In a keynote speech at the Dimension 3 forum, Steve Schklair says big business lies in TV.

Los Angeles 3D guru Steve Schklair, whose Burbank-based 3ality Digital is currently involved in The Amazing Spiderman and The Hobbit, has dismissed recent suggestions that the 3D feature film phenomenon is on the wane.

“The 3D business has a great future despite what naysayers, pessimists and those people resistant to change are saying… Pretty much every studio picture which is in development is considering 3D. There are so many of them,” Schklair said in a keynote speech at the Dimension 3 forum, a three-day event devoted to 3D technology, held on the outskirts of Paris.

“For the first time they are not all action movies,” he added. “Baz Luhrmann is going to shoot a 3D movie which has nothing to do with action, it’s a drama, which is great – feature film has moved on,” said Schklair, confirming the Australian director’s plans to shoot his upcoming adaptation of Scott Fitzgerald’s classic novel The Great Gatsby in 3D.

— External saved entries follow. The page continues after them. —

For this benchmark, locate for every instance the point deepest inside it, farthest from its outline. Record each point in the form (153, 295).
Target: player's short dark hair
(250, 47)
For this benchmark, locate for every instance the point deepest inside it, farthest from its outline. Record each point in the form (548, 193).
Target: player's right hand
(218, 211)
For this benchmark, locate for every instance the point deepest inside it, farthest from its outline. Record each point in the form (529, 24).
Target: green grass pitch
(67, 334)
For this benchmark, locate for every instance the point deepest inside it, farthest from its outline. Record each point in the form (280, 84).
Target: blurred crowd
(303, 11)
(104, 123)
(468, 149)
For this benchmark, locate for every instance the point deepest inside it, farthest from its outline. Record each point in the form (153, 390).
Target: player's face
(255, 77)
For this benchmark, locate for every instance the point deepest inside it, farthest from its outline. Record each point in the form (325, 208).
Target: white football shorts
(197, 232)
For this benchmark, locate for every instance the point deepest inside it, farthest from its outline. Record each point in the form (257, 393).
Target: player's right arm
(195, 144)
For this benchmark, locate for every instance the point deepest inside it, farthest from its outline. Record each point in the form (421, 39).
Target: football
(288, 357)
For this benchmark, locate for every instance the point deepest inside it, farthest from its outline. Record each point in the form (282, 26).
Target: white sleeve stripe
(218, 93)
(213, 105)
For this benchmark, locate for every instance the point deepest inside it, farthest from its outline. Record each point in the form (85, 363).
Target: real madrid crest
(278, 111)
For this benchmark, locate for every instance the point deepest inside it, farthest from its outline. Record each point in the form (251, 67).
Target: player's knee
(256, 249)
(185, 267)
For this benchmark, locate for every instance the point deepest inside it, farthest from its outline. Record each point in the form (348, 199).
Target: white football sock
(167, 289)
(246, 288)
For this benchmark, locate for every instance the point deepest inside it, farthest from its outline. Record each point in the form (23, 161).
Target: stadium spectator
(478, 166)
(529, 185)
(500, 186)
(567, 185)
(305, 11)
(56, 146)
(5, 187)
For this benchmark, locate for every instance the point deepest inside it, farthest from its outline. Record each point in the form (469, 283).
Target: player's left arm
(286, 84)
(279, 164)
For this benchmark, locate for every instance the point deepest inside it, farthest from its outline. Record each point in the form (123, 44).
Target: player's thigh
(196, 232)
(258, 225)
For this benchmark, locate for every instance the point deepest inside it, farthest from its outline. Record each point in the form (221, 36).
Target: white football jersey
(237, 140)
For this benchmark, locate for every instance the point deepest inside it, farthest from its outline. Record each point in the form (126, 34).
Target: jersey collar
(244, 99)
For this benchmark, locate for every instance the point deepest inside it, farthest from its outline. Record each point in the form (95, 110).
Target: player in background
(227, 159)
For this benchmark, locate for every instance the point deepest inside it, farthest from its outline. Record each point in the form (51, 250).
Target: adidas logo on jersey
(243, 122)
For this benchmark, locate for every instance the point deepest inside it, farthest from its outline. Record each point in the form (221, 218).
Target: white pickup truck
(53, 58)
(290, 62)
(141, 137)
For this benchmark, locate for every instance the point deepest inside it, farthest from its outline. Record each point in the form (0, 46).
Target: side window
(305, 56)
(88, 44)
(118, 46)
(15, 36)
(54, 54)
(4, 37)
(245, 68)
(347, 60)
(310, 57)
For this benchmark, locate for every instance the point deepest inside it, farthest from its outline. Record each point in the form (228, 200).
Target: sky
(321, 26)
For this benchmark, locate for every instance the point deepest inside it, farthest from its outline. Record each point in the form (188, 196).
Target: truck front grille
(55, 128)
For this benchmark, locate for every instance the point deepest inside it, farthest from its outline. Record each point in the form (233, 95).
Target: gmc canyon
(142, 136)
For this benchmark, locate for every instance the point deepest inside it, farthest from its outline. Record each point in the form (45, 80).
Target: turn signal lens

In Europe, 3D films, with their higher ticket price, have been credited with bolstering the box office in the face of falling admissions. But Schklair’s talk came amid speculation in the United States that audiences are losing their appetite for 3D fare after the 3D box office in the opening weekend for Pirates of the Caribbean: On Stranger Tides failed to shine.

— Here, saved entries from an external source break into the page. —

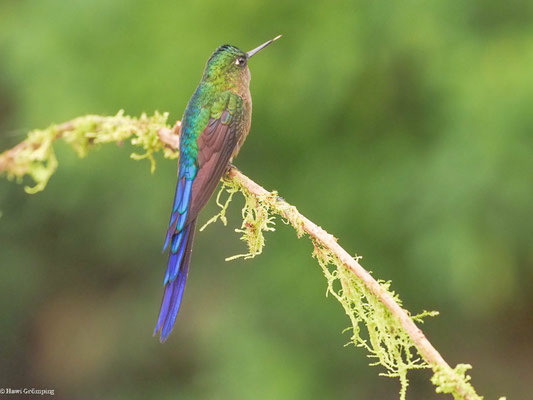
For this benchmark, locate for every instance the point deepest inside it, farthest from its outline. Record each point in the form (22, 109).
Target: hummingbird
(214, 126)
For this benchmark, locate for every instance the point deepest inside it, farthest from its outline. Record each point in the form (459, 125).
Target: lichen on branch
(379, 324)
(35, 156)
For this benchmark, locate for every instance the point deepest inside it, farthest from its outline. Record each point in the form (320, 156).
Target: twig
(328, 241)
(153, 134)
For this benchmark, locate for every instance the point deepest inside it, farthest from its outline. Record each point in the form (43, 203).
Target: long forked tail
(175, 278)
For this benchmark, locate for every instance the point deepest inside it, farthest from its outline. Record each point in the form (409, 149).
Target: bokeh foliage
(403, 128)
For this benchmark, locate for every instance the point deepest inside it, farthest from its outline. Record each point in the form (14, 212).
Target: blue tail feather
(175, 279)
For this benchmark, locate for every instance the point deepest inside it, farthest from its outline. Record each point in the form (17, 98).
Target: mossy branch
(392, 338)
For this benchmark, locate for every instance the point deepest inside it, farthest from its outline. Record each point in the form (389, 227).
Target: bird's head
(227, 68)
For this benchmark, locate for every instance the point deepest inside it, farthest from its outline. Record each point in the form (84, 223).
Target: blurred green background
(404, 128)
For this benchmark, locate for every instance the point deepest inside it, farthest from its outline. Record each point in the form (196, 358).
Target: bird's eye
(240, 61)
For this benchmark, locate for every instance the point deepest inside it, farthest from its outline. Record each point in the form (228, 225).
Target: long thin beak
(258, 49)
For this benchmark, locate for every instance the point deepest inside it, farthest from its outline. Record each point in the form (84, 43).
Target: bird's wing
(197, 179)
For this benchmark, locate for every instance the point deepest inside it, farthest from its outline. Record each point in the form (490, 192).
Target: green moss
(35, 156)
(372, 326)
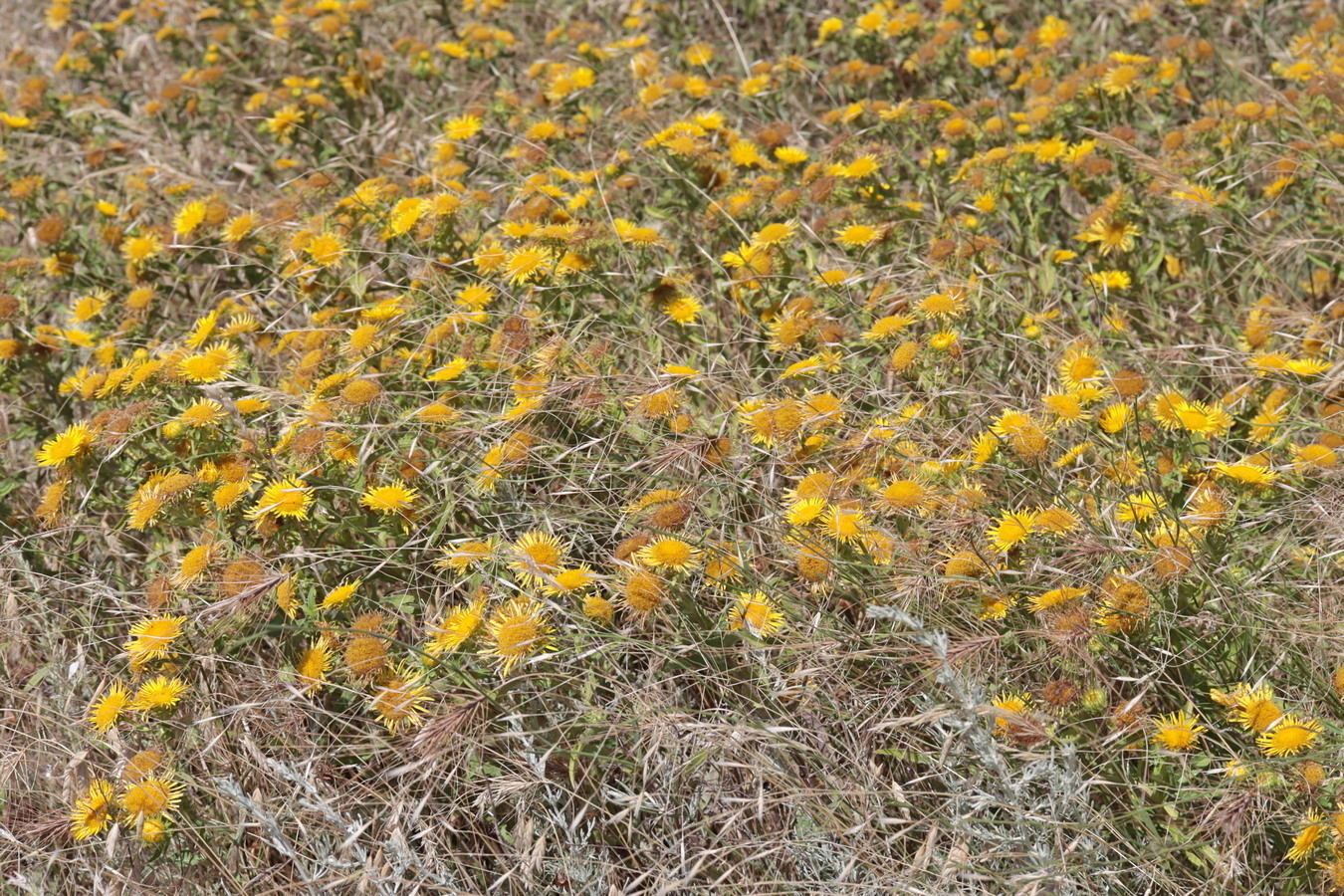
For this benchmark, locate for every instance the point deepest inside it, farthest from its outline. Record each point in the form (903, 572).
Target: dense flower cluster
(459, 362)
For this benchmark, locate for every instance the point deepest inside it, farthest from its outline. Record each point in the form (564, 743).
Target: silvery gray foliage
(1017, 821)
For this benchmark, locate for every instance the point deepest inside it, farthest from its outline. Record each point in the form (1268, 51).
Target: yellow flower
(390, 499)
(188, 218)
(210, 365)
(570, 580)
(756, 612)
(105, 712)
(1255, 710)
(93, 811)
(1010, 530)
(457, 626)
(537, 555)
(398, 700)
(1055, 598)
(1287, 737)
(141, 249)
(672, 554)
(150, 796)
(1120, 81)
(1178, 731)
(517, 630)
(1010, 714)
(314, 664)
(526, 264)
(160, 692)
(461, 127)
(340, 594)
(1306, 838)
(857, 235)
(152, 638)
(72, 443)
(1113, 235)
(288, 497)
(204, 412)
(1110, 281)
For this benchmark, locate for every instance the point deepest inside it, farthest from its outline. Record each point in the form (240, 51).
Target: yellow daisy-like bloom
(1010, 708)
(757, 612)
(150, 796)
(461, 127)
(1139, 507)
(598, 608)
(672, 554)
(1255, 710)
(1112, 235)
(288, 497)
(105, 712)
(844, 523)
(537, 555)
(390, 499)
(160, 692)
(141, 249)
(517, 630)
(152, 638)
(1010, 531)
(1124, 606)
(340, 594)
(93, 811)
(204, 412)
(903, 495)
(72, 443)
(1246, 472)
(1203, 419)
(570, 580)
(457, 626)
(1306, 838)
(1287, 737)
(210, 365)
(195, 563)
(188, 218)
(398, 700)
(1055, 520)
(1109, 281)
(1121, 81)
(995, 606)
(314, 664)
(153, 830)
(857, 235)
(1178, 731)
(525, 265)
(1055, 598)
(465, 555)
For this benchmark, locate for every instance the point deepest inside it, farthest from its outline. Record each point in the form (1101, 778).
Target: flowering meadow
(707, 446)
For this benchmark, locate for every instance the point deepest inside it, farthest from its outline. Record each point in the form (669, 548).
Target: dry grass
(895, 733)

Richard Greenfield, an analyst for respected broker trader BTIG, noted in a much quoted report published on Monday that the Non-IMAX box office of $34 million for Pirates’ opening weekend only accounted for 38 percent of the total, compared with 54 percent for Shrek 4 in 2010 and 57 percent for How to Train Your Dragon.

But feature business for 3ality remains brisk. Schklair said the company, which provided 3D equipment and expertise for Spiderman, had another five features lined up for the near future. He declined to give details because the studios involved have not yet announced the productions will be 3D.

Spiderman wraps this week and even though it was a very complex shoot it is only one day behind schedule, which is actually better than the previous 2D Spiderman film… which fell behind by three days. I think the fact the film kept to schedule despite being 3D has driven a lot of work our way,” said Scklair.

He noted that in the long run, big business for the 3D format would lie in television – in the broadcast of live sporting events and popular television shows in 3D. He revealed that 3ality had worked on the 3D shoots in several popular television shows.

The fifth edition of Dimension 3, running May 24-26, encompasses a trade fair, attended by 52 exhibitors, a fledgling 3D content competition and a programme of 3D-themed presentations. More than 3,500 professionals, ranging from producers to filmmakers to equipment manufacturers to technicians, are expected to attend this year.